Chat Completion "reasoning" support

#2
by yzong-rh - opened

Two fixes:

  • Add support for assistant "reasoning", required for Chat Completions API. Currently they are ignored by the chat template
    Example:
    messages = [
        {"role": "user", "content": "Hi"},
        {
            "role": "assistant",
            "reasoning": "assistant reasoning that should appear in thinking tags",
            "content": "assistant answer",
        },
    ]
  • Render empty "thinking" blocks.
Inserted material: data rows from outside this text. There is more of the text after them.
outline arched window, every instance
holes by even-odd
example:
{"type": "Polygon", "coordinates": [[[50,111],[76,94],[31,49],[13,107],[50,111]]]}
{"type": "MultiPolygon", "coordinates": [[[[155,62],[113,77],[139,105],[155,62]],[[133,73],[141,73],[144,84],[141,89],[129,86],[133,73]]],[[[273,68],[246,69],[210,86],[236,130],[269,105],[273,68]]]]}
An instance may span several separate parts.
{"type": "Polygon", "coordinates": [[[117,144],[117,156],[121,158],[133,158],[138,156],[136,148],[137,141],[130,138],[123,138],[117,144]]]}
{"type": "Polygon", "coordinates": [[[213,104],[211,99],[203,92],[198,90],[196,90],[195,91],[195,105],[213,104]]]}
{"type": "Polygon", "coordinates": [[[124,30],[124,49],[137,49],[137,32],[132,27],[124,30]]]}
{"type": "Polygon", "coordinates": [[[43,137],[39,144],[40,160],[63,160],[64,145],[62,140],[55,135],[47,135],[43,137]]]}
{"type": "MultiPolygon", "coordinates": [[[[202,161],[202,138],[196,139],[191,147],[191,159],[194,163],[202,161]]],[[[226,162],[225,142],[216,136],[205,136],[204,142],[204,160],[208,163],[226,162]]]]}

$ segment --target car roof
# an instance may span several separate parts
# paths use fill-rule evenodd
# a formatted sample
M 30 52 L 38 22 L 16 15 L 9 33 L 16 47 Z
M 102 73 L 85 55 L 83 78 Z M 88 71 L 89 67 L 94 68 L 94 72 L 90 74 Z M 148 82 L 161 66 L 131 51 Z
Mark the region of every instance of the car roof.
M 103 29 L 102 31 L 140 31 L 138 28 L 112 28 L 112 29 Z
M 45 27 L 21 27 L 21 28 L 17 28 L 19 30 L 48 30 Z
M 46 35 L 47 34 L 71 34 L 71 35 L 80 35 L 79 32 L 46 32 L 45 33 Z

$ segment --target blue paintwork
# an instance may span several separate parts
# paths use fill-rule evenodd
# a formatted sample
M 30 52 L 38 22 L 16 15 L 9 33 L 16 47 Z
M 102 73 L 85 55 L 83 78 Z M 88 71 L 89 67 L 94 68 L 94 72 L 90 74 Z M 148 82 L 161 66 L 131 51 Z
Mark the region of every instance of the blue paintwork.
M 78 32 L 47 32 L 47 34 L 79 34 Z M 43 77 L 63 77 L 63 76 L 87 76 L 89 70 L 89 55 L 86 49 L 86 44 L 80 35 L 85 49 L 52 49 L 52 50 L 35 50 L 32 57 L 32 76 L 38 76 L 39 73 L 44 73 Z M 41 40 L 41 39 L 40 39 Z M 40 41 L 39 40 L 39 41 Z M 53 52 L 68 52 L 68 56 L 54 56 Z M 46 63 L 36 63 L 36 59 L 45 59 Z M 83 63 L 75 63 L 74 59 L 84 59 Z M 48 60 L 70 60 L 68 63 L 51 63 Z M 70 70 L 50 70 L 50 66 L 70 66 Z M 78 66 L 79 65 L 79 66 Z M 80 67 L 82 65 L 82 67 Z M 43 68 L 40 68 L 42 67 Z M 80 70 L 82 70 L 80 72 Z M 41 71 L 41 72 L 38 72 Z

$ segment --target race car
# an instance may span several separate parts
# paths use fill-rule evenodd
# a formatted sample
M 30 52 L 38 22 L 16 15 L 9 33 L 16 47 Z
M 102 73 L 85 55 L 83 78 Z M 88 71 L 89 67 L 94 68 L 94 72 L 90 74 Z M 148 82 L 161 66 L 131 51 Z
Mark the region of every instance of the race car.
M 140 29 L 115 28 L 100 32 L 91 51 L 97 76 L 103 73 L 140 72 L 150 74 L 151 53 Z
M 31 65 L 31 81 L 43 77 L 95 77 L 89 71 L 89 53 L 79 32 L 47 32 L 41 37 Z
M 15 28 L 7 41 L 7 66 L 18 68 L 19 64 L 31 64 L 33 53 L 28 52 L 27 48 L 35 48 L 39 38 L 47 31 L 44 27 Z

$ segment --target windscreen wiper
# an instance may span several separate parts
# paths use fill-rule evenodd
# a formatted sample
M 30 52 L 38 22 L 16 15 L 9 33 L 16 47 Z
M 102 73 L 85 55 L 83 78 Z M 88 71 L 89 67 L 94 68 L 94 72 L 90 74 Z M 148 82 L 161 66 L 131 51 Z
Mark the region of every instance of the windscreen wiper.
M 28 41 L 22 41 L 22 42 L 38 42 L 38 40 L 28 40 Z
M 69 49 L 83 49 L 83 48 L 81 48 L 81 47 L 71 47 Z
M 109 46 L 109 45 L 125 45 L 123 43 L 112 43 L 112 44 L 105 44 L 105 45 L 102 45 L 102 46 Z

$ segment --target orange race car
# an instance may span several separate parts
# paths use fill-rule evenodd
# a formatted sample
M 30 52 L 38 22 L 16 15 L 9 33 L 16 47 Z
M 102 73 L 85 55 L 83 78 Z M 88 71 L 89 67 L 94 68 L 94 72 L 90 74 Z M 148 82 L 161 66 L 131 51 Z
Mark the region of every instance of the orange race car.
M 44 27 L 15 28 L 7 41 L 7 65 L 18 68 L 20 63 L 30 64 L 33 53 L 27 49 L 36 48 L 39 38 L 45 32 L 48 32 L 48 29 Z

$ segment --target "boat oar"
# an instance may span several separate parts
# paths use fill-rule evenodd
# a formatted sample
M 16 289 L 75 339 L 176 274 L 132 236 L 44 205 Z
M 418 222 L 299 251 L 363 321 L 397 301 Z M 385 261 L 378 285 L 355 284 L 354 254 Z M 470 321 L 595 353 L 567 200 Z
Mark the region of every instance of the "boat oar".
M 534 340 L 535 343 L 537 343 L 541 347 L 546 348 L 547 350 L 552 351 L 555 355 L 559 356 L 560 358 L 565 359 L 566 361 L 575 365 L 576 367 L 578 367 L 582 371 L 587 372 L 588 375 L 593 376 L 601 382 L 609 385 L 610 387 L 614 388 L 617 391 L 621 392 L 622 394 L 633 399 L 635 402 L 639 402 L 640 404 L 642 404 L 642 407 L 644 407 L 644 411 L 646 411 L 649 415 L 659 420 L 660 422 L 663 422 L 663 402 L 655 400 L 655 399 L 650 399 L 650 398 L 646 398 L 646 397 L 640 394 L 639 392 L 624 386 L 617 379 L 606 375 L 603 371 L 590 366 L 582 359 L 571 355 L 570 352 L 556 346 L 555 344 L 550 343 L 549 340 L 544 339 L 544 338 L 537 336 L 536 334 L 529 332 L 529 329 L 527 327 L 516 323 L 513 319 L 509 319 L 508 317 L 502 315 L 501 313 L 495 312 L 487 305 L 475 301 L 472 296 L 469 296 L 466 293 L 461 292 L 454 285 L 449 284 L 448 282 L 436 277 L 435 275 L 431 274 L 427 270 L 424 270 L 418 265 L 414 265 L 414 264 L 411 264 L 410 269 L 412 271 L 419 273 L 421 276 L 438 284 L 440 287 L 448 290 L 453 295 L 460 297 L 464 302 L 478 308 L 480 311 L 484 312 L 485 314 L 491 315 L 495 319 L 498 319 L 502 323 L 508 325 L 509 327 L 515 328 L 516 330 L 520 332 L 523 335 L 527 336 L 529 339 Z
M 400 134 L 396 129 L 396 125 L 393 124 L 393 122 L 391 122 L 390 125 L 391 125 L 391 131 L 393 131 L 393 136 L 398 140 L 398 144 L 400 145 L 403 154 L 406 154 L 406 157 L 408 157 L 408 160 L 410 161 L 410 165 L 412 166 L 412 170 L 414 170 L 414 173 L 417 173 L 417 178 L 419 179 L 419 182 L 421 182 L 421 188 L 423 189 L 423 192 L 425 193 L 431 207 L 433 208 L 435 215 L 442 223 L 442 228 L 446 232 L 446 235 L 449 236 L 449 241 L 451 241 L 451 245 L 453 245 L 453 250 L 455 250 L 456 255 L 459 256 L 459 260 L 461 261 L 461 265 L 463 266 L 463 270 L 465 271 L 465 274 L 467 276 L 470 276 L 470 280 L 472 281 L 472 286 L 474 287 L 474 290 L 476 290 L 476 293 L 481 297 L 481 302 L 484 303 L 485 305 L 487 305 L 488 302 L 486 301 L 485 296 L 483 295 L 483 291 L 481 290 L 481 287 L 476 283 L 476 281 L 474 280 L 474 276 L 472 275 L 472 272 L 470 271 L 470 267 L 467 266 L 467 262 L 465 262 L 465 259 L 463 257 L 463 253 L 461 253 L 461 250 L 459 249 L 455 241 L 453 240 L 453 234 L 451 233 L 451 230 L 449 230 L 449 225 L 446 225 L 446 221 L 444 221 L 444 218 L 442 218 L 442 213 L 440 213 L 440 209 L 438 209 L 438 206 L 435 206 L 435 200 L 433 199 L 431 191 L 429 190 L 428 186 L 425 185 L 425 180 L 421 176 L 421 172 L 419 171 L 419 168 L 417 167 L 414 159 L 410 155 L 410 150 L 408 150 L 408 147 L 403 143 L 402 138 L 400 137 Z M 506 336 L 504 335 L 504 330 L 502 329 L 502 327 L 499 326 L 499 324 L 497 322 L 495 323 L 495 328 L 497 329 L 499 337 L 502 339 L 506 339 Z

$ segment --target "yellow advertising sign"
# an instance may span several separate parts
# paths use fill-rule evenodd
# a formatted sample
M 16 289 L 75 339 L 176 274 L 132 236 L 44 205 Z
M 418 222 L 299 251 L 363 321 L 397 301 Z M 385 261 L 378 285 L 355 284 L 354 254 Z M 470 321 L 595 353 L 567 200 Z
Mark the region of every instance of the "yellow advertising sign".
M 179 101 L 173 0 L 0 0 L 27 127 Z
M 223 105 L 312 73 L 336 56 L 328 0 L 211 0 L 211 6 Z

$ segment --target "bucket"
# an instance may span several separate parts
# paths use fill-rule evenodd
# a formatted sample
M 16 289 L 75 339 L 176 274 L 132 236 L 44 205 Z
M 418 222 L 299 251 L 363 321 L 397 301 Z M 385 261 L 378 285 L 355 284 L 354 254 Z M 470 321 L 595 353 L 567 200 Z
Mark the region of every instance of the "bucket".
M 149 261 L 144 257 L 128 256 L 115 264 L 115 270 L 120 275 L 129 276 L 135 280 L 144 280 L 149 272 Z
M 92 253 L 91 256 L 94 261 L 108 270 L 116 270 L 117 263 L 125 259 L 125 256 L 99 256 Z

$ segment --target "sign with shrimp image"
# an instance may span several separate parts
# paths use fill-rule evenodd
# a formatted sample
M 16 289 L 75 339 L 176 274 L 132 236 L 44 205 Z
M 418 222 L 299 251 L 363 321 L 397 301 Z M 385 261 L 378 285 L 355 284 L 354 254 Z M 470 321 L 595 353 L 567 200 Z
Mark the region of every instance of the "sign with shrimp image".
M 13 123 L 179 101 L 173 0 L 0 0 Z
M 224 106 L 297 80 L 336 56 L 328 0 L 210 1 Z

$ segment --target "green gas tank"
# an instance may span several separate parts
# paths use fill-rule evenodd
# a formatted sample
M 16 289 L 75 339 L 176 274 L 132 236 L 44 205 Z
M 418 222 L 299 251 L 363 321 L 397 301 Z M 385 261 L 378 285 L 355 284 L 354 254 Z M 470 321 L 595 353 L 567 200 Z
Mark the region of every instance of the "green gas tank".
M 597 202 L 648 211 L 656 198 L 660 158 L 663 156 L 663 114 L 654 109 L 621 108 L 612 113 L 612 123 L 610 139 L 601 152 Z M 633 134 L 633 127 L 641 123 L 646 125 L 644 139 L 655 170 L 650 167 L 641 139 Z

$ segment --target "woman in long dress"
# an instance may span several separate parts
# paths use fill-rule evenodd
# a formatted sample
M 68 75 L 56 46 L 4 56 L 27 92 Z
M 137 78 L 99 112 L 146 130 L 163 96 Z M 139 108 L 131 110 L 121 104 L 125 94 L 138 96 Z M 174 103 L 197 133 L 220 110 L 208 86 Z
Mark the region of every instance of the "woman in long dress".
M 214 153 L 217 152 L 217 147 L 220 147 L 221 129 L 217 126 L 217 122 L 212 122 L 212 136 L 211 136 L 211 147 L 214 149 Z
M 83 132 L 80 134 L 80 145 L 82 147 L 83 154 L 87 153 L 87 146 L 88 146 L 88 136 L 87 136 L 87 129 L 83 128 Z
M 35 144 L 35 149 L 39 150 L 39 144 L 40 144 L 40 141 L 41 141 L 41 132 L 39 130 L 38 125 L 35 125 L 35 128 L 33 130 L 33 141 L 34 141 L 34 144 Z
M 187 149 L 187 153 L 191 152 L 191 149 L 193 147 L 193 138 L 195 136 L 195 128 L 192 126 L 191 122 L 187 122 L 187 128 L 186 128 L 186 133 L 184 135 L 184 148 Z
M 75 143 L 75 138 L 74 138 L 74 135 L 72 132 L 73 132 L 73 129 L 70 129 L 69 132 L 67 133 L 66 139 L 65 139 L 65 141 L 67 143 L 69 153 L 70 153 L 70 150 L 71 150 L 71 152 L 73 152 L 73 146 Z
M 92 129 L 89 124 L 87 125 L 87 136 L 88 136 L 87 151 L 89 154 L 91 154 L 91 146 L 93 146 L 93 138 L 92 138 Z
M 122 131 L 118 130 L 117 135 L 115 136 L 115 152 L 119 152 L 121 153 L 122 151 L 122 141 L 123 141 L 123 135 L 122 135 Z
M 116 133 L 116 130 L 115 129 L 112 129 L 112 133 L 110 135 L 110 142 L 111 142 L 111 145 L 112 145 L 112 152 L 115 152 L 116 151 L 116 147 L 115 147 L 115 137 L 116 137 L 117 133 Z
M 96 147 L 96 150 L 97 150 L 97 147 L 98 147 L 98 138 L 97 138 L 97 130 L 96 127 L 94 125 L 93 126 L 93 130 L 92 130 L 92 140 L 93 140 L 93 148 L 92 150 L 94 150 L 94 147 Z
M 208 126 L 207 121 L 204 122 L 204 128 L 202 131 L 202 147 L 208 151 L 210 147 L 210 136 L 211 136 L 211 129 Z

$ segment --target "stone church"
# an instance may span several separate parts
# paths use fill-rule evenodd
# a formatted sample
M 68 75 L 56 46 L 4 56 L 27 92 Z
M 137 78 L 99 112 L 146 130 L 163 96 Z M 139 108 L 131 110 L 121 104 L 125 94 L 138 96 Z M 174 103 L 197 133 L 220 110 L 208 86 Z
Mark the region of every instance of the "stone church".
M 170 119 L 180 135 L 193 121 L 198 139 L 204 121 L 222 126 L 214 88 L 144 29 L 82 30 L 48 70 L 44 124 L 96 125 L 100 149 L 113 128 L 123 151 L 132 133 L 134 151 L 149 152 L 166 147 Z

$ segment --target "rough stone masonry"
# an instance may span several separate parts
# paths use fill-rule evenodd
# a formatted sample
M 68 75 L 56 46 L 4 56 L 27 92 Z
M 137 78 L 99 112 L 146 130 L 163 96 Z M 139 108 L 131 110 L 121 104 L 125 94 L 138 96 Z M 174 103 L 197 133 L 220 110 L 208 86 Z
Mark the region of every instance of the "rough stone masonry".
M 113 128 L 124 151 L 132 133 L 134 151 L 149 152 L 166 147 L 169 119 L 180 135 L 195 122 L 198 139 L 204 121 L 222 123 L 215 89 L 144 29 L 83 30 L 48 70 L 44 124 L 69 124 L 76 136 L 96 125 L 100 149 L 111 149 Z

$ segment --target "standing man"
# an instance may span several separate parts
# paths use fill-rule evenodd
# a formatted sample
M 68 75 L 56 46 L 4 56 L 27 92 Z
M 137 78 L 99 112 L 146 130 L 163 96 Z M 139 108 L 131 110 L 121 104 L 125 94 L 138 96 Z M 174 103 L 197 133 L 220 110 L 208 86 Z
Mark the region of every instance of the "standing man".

Currently, message.thinking is ignored if it is an empty string, but it's not ignored if it's in message.content
    Example of thinking dropped:
[
        {"role": "user", "content": "Hi"},
        {"role": "assistant", "thinking": "", "content": "assistant answer"},
    ]

Not dropped:

[
        {"role": "user", "content": "Hi"},
        {
            "role": "assistant",
            "content": [
                {"type": "thinking", "thinking": ""},
                {"type": "text", "text": "assistant answer"},
            ],
        },
    ]

With help from @bbrowning

yzong-rh changed pull request title from Chat Completion "reasoning" suppor to Chat Completion "reasoning" support

Also some questions while playing with model:

  1. "thinking" seems retained across turns by default (skip_thinking=false), is this expected?
  2. "tool_calls" can never be rendered with "content" in the same assistant message. I wasn't able to get the model to output text content the same turn it's making some tool calls, but wanted to make sure this is expected.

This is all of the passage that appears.